Belmont World Film kicks off its 21st Family Festival on Saturday at Apple Cinemas Cambridge with the U.S. premiere of the animated French musical “Yuku and the Himalayan Flower,” about a mouse on a quest to heal her grandmother, who was injured in a fight with a cat. The fest aimed at families with children 3-13 runs through Monday in Cambridge with a shorts program Honoring Martin Luther King Jr. taking place at The Brattle Theatre. Other highlights include animated shorts from Weston Woods Studios (Saturday, Apple Cinemas), which has been at it for 70 years; “Sea Sparkle,” a Dutch entry about a girl who searches for the sea monster she thinks is responsible for her father’s disappearance (Saturday, Apple Cinemas); “Kung Fu Lion” (Monday, Brattle); “Adventures in the Land of Asha,” in which a young boy with a rare disease who can’t attend school forms a relationship with an Indigenous girl (Saturday, Apple Cinemas) and “Titina,” an animated Norwegian film about a celebrity pooch (Monday, Brattle). Other screenings will be held at the West Newton Cinema and Regent Theatre in Arlington on Jan. 21, when the closeout features a screening of the much heralded “Totem,” about a Senegalese girl in Netherlands who navigates differences in race and culture when her brother and mother are arrested. The festival hosts an introductory filmmaking workshop at the Belmont Media Center on Jan. 21.

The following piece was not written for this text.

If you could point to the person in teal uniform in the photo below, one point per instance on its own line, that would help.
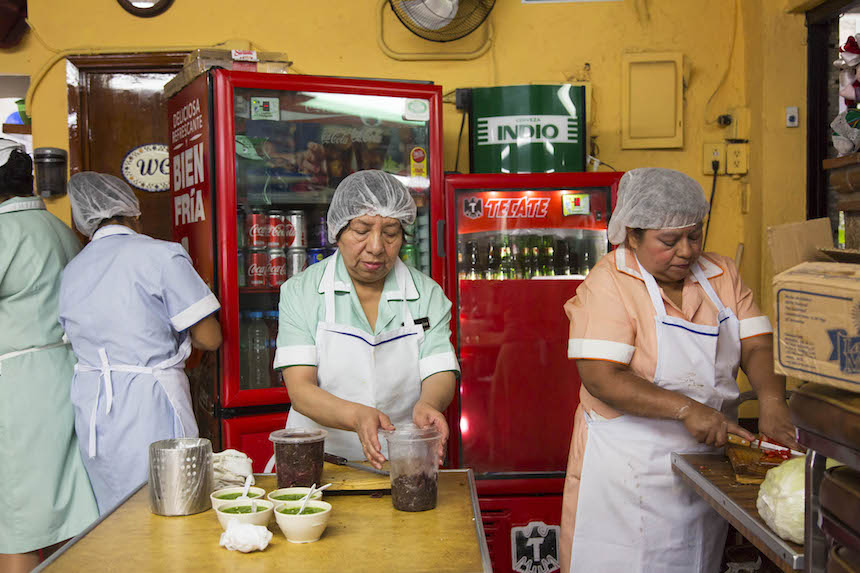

Speaking of local focus, Ghana-born Massachusetts Institute of Technology alum Arthur Musah’s documentary “Brief Tender Light” airs on PBS on Monday and will be available to stream there through April. It follows four African undergraduates navigating the halls of MIT and U.S. society as they look to become agents of change back home in Nigeria, Tanzania, Rwanda and Zimbabwe.

The “Refreshed, Renewed, Restored” program at The Brattle rolls on with Glauber Rocha’s contemplation of race, religion and class in Brazil, “Black God, White Devil” (1964), in which a cowhand kills his landlord and gets involved in a cult. Rocha, who made the Latin American Western when he was 25, remains an underappreciated visionary. The other two films of his Brazilian Western trilogy (“Entranced Earth” and “Antonio das Mortes”) should also get their due in restorations. “Black God” plays Friday and Saturday. 

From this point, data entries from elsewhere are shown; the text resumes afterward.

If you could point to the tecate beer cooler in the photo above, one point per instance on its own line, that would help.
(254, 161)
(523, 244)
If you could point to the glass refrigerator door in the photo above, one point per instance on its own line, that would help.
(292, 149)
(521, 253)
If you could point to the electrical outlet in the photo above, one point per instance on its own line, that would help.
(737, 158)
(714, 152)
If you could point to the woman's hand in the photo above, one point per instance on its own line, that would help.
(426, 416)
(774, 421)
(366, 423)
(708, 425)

Michele Soavi’s eerie giallo “Cemetery Man” (1994), starring Rupert Everett as the groundskeeper where the dead don’t stay dead, is a macabre treat Friday and Saturday. Isaac Julien’s landmark gay Black drama “Young Soul Rebels” (1991) follows on Sunday and Monday. Rounding out the program is action with cops under the gun in the pairing of “The Raid: Redemption” (2011) and John Carpenter’s “Assault on Precinct 13th” (1976) on Tuesday.

Other fun stuff coming to The Brattle include area premieres of Ethan Coen’s documentary “Jerry Lee Lewis – Trouble in Mind” on Friday and one of the Day’s top films of 2023, Celine Song’s haunting portrait of longing, “Past Lives,” on Thursday. There’s also a free, one-time-only screening of “Made in Massachusetts: 100 Years of Filmmaking in the Bay State” – an epic, three-hour chronological compilation of scenes from more than 200 films and television shows shot in Massachusetts between 1922 and 2022. The Mass rewind happens Sunday.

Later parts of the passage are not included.